I think it is better than having the code scattered around a few files and complicating the implementation so much that you doubt whether the tests work correctly. I write tests that do not depend on the internals of the class under the test, so I hope that I will not need to change the test code unless the expected behavior of the class changes. In the case of a data validation library, it will probably never happen.

Github Actions

Finally, I had to configure continuous integration to build a Python package. I must admit that I have no idea how to do it. I did it by copy-pasting code from the documentation, looking at errors, changing some code, and pushing another commit to the repository. In total, I needed around forty commits to make it work, but I am still not satisfied with the way it works.

Of course, in the end, I squashed all of the intermediate commits and replaced them with a single one to hide the embarrassing history of my struggle with setting up Github Actions.


Here it is - the Check-Engine library for data validation on PySpark 3.0.0.

Of course, it is the pre-pre-alpha version. Of course, it would be ridiculous to use it in production right now. The code works correctly, and I have tests to prove that, but a validation library that implements only four rules is nearly useless.

Next steps

In the near future, I am going to implement the missing data checks, such as numeric value ranges, expected values of categorical variables, regex matching (with predefined checks for URLs, emails, personal id numbers), text length validation, etc.

After that, I will add tests that depend on multiple columns. For example, verifying whether the value in column A is greater than the corresponding value of column B.

Furthermore, I am going to implement checks for numeric value distribution within a single column (mean, median, standard deviation, quantiles).
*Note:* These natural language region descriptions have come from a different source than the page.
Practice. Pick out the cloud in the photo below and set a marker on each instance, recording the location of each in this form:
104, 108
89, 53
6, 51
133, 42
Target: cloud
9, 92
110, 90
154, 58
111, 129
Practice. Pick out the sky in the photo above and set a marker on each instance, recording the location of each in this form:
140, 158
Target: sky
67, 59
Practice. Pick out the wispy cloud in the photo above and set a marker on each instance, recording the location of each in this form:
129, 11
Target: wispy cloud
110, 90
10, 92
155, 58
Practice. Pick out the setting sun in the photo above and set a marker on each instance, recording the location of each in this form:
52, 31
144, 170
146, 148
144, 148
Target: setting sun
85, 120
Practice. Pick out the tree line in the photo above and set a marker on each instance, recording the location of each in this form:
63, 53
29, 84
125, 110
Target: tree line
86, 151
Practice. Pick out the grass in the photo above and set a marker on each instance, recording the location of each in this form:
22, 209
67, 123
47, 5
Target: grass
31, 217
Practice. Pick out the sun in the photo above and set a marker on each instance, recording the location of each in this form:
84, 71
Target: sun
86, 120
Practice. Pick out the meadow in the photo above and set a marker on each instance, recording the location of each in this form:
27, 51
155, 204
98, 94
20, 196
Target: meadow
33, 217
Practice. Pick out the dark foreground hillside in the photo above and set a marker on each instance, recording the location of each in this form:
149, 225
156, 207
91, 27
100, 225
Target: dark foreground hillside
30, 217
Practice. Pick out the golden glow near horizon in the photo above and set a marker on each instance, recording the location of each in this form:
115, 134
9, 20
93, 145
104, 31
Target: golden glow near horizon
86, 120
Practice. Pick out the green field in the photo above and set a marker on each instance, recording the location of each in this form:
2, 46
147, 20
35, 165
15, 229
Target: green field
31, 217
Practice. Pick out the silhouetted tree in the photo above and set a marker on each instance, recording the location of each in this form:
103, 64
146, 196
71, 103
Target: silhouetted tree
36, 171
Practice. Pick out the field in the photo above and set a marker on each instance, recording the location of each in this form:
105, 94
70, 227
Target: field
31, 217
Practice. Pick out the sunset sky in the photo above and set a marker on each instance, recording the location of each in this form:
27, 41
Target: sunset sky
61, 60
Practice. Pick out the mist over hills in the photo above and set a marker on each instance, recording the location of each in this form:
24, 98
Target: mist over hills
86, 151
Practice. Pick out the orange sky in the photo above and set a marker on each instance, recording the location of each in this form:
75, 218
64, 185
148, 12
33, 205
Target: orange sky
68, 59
This should allow performing rudimentary anomaly detection, at least in the case of normally distributed datasets.

Long-term ideas

I am not going to call it a long-term plan because some people may assume that I promise to implement all of that. Right now, I don’t promise anything. I just think that the following features are good ideas.

In the subsequent versions, I want to implement code that generates error metrics and either sends them to CloudWatch or allow the user to provide a custom function to handle them.

After that, I want to revisit the problem of anomaly detection and make it similar to the anomaly detection feature of AWS Deequ.

In the last step, I want to prepare a single AWS Operator that encapsulates setting up a transient EMR cluster, running the PySpark code on that cluster, gathering the results, and deciding whether the DAG should fail or continue running depending on the validation result.